OneAPI BaseToolkit: 2024.0.1.45;

OneMath Kernel Library:2024.1.0.696;

  1. I've tried encapsulating the DFT settings in a non-kernel function and then the device kernel calls that function. But it will report errors: 【SYCL kernel cannot call an undefined function without SYCL_EXTERNAL attribute】【 SYCL kernel cannot call a variadic function】

  2. I checked the SYCL2020 standard: 【SYCL device code, as defined by this specification, does not support virtual function calls, function pointers in general, exceptions, runtime type information or the full set of C++ libraries that may depend on these features or on features of a particular host compiler.
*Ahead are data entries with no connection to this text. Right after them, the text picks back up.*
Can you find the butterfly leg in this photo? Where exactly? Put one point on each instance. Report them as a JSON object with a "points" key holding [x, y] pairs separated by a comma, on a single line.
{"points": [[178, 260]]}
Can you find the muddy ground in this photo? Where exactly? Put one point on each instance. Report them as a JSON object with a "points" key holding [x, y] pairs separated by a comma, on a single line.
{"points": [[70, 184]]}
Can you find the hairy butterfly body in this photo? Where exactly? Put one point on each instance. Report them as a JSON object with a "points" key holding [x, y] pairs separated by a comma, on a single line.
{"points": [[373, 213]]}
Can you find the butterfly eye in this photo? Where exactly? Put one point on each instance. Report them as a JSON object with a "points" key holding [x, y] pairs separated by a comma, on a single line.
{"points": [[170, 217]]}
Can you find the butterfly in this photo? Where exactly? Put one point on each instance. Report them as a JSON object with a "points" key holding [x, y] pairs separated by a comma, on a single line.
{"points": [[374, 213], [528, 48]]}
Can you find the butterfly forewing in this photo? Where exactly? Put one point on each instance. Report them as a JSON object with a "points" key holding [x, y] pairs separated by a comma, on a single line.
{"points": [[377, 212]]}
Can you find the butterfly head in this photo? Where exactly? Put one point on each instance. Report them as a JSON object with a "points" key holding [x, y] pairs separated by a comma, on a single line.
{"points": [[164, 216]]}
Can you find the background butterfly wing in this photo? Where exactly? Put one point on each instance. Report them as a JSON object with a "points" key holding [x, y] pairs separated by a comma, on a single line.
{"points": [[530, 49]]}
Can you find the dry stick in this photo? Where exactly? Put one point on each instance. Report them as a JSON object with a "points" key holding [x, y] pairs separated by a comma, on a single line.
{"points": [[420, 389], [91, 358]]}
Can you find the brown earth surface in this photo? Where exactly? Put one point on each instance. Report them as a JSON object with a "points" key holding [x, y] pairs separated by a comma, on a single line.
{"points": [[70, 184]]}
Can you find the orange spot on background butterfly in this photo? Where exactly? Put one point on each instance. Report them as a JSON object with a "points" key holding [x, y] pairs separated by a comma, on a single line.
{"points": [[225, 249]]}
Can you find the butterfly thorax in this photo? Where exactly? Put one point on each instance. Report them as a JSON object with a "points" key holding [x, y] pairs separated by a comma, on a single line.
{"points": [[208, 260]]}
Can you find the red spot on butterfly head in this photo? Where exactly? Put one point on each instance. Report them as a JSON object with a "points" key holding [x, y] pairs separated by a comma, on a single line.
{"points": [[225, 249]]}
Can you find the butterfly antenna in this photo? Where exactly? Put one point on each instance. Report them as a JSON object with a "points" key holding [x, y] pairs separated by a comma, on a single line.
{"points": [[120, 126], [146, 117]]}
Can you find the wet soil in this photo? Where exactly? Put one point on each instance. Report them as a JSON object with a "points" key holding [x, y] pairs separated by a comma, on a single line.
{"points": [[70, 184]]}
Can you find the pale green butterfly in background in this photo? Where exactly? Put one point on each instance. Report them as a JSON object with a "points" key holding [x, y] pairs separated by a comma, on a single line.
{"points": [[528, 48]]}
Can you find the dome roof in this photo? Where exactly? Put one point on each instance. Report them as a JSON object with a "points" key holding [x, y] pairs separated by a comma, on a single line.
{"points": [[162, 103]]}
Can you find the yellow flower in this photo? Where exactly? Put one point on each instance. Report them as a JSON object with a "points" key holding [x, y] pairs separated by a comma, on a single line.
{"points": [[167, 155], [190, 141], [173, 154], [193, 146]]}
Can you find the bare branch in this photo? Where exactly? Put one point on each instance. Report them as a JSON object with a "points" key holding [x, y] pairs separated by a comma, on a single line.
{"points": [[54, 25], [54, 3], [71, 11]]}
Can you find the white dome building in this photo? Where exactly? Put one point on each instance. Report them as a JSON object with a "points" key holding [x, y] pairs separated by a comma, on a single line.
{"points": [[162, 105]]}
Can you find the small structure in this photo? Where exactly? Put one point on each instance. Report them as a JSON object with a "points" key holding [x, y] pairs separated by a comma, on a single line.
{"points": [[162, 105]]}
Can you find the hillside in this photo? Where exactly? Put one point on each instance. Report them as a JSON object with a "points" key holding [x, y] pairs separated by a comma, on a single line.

Nevertheless, these basic restrictions can be relieved by some specific Khronos or vendor extensions.】From the above, I can conclude that the DFT of Intel's oneMKL library should be callable in the kernel.(maybe?)

  3. Expect to be able to call this DFT in the kernel (Intel GPU).

  4. Below is the DFT implementing oneMKL in CPU:

#include <iostream>
#include <mkl_dfti.h>
#include <complex>
#include <vector>
using namespace std;

int main() {

    complex<double> input[48] = { 0.5,-0.991445,0.258819,0.793353,-0.866025,-0.130526,0.965926,-0.608761,-0.5,0.991445,-0.258819,-0.793353,0.8 66025,0.130526,-0.965926,0.608761, 0.5,-0.991445,0.258819,0.793353,-0.866025,-0.130526,0.965926,-0.608761,-0.5,0.991445,-0.258819,-0.793353,0.866025,0.13052 6,-0.965926,0.608761,0.5,-0.991445,0.258819,0.793353,- 0.866025,-0.130526,0.965926,-0.608761,-0.5,0.991445,-0.258819,-0.793353,0.866025,0.130526,-0.965926,0.608761 };
    complex<double> output[48]; // Output for complex-to-complex DFT;
    
    DFTI_DESCRIPTOR_HANDLE my_desc_handle = NULL; // Descriptor handle for complex to complex FFT;

    MKL_LONG status; // Variable to store command execution status;
    status = DftiCreateDescriptor(&my_desc_handle, DFTI_DOUBLE, DFTI_COMPLEX, 1, 48); // Create a descriptor;
    status = DftiSetValue(my_desc_handle, DFTI_PLACEMENT, DFTI_NOT_INPLACE); // Set non-in-place operations;
    status = DftiSetValue(my_desc_handle, DFTI_NUMBER_OF_TRANSFORMS, 1); //Set the number of transformations to 1;
    status = DftiCommitDescriptor(my_desc_handle); // Submit the descriptor to make its configuration effective;
    status = DftiComputeForward(my_desc_handle, input, output); // Execute forward FFT;
    status = DftiFreeDescriptor(&my_desc_handle); // Release descriptor;

    cout << "FFT result:" << endl; //Output the FFT result from complex number to complex number
    for (int i = 0; i < 48; i++) {
        cout << output[i] << "\n";
    }
    cout << endl << endl;

    return 0;
}

Solution

  • Intel oneMKL follows the UXL Foundation's oneAPI specification, as detailed here.

    I haven't tested the following code, but I would expect the following to about right:

    oneapi::mkl::dft::descriptor<oneapi::mkl::dft::precision::DOUBLE,
                                     oneapi::mkl::dft::domain::COMPLEX>
            desc(static_cast<std::int64_t>(48));
    desc.set_value(oneapi::mkl::dft::config_param::PLACEMENT,
                       oneapi::mkl::dft::config_value::NOT_INPLACE);
    desc.set_value(oneapi::mkl::dft::config_param::NUMBER_OF_TRANSFORMS,
                       static_cast<std::int64_t>(1));
    desc.commit(my_sycl_queue);
    auto compute_event = oneapi::mkl::dft::compute_forward(desc, input, output);
    // ... wait for the event to complete
    compute_event.wait_and_throw();
    

    For more complete example (including getting a queue, memory allocation, and both the buffer and USM APIs), try looking at the repo of the oneMKL interface project (same interface as Intel oneMKL, but calls Intel/Nvidia/AMD/pure SYCL libraries according to the device used), or at the examples provided with oneMKL in the base toolkit at <ONEMKL_BASE>/mkl/latest/share/doc/mkl/examples/examples_sycl.tgz and (after decompressing that) <examples_sycl>/sycl/dft/.